MESA++ logo

Interfacing C++ to Fortran

This page has information on how C++ has been interfaced to Fortran in MESA++. .


Why?
What's in a name?
Procedure argument lists

Why?

C++ and its parent language, C, are widely used by writers of operating systems, compilers, tools, graphical toolkits, and other applications. These languages are also used by a sizable community of scientific programmers. Their popularity can be attributed to the availability of free high-quality compilers and development tools, such as g++ and Anjuta, and to the ability of C++ to accomodate a wide range of programming styles, from programming that is very close to the hardware to very high-level polymorphic and generic programming.

However, Fortran remains a popular language for numerical computing, in part from the perception that it is a more efficient language, and in part from tradition. There is a massive body of legacy scientific code written in various dialects of Fortran that ought not to be lightly discarded.

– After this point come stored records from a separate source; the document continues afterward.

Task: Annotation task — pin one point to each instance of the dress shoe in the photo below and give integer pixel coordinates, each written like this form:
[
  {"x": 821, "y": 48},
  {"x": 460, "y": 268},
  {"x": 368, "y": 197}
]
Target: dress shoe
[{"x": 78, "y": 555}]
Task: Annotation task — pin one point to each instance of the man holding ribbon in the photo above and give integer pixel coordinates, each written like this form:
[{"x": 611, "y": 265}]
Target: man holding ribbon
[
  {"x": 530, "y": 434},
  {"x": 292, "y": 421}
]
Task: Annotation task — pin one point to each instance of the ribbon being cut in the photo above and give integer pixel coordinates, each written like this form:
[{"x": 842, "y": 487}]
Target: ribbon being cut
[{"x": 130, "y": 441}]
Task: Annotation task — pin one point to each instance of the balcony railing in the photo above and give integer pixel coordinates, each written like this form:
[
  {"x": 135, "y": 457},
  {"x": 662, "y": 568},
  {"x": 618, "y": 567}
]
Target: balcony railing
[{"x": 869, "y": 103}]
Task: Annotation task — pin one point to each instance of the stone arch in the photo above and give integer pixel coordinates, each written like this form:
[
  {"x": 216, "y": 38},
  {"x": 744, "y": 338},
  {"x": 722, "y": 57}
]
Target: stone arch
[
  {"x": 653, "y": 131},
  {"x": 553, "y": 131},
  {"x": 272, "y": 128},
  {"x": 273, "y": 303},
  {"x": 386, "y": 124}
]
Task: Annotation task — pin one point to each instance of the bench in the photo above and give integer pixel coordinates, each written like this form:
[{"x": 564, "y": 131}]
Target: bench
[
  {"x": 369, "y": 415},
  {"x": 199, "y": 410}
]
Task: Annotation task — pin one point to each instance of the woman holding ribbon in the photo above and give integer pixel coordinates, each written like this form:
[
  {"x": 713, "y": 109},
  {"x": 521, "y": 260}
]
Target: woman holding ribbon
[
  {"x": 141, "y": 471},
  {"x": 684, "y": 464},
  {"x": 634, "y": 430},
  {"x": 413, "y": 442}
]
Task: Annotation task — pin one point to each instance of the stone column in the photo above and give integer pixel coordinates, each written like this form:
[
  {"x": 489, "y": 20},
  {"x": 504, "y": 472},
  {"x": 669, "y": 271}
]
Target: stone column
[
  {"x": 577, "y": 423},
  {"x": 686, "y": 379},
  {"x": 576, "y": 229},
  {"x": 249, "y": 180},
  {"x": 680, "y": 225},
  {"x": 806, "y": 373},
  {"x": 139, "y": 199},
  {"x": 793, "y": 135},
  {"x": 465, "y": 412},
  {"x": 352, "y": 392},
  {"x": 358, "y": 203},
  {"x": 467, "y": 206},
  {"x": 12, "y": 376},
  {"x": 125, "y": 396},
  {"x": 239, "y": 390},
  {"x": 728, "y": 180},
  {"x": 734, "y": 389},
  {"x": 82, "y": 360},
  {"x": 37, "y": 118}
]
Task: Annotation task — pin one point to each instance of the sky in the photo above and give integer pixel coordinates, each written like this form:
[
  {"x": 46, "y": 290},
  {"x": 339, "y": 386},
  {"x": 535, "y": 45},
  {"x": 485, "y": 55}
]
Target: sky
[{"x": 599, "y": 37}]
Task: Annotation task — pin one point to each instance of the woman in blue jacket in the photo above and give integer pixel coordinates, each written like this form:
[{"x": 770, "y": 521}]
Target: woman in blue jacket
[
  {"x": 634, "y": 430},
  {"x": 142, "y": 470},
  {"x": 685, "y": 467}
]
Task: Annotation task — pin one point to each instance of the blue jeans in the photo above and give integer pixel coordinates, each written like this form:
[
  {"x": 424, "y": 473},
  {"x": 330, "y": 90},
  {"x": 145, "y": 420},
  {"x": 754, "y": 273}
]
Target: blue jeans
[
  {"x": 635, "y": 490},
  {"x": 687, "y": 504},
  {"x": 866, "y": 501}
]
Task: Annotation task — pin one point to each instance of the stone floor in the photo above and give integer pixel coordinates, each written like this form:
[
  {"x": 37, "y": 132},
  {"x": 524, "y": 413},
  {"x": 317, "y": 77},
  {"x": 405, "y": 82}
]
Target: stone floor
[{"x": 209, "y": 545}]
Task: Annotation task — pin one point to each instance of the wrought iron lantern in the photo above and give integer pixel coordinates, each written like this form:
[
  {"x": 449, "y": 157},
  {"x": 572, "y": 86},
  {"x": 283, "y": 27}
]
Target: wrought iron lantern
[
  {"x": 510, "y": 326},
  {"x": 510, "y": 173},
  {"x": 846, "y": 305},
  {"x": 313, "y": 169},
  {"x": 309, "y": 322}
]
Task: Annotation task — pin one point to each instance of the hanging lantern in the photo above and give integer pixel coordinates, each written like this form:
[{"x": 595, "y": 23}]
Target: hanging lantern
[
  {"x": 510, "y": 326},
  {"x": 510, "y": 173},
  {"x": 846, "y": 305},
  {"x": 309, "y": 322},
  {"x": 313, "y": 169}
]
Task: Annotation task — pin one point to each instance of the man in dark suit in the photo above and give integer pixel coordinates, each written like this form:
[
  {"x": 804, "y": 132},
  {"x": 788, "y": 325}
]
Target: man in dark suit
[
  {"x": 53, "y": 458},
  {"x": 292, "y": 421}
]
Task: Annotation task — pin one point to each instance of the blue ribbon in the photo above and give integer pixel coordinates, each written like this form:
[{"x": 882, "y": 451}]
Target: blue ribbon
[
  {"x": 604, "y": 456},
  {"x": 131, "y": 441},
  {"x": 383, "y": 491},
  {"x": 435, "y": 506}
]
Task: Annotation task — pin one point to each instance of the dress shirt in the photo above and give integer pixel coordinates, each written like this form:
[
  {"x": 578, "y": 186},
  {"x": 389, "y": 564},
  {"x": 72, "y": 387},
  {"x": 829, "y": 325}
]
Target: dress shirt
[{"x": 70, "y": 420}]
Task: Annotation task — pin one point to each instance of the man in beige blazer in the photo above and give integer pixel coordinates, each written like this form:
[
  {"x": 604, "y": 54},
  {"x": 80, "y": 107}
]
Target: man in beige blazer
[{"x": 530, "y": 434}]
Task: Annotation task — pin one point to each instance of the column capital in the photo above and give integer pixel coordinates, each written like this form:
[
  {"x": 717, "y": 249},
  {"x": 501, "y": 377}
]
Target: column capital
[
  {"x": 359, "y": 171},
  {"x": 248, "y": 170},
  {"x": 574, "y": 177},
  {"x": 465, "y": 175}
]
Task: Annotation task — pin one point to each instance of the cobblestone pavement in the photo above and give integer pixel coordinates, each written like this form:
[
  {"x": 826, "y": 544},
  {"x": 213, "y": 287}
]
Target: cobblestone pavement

Fortran was originally developed for number crunching, and it has always emphasized computational efficiency: A real man's programming language, from the days when such a blatantly sexist statement didn't raise many eyebrows. It has evolved and improved over the years, but the insistence on efficiency first has made the Fortran community very conservative about adopting some of the more powerful modern programming language concepts, such as object-oriented programming. This has had the effect of causing Fortran to be scorned by many computer scientists. This author can attest to once being asked in an interview for a professorship whether he was willing to teach Fortran to physics graduate students, because the computer science department at the university in question was uninterested in teaching a Fortran course.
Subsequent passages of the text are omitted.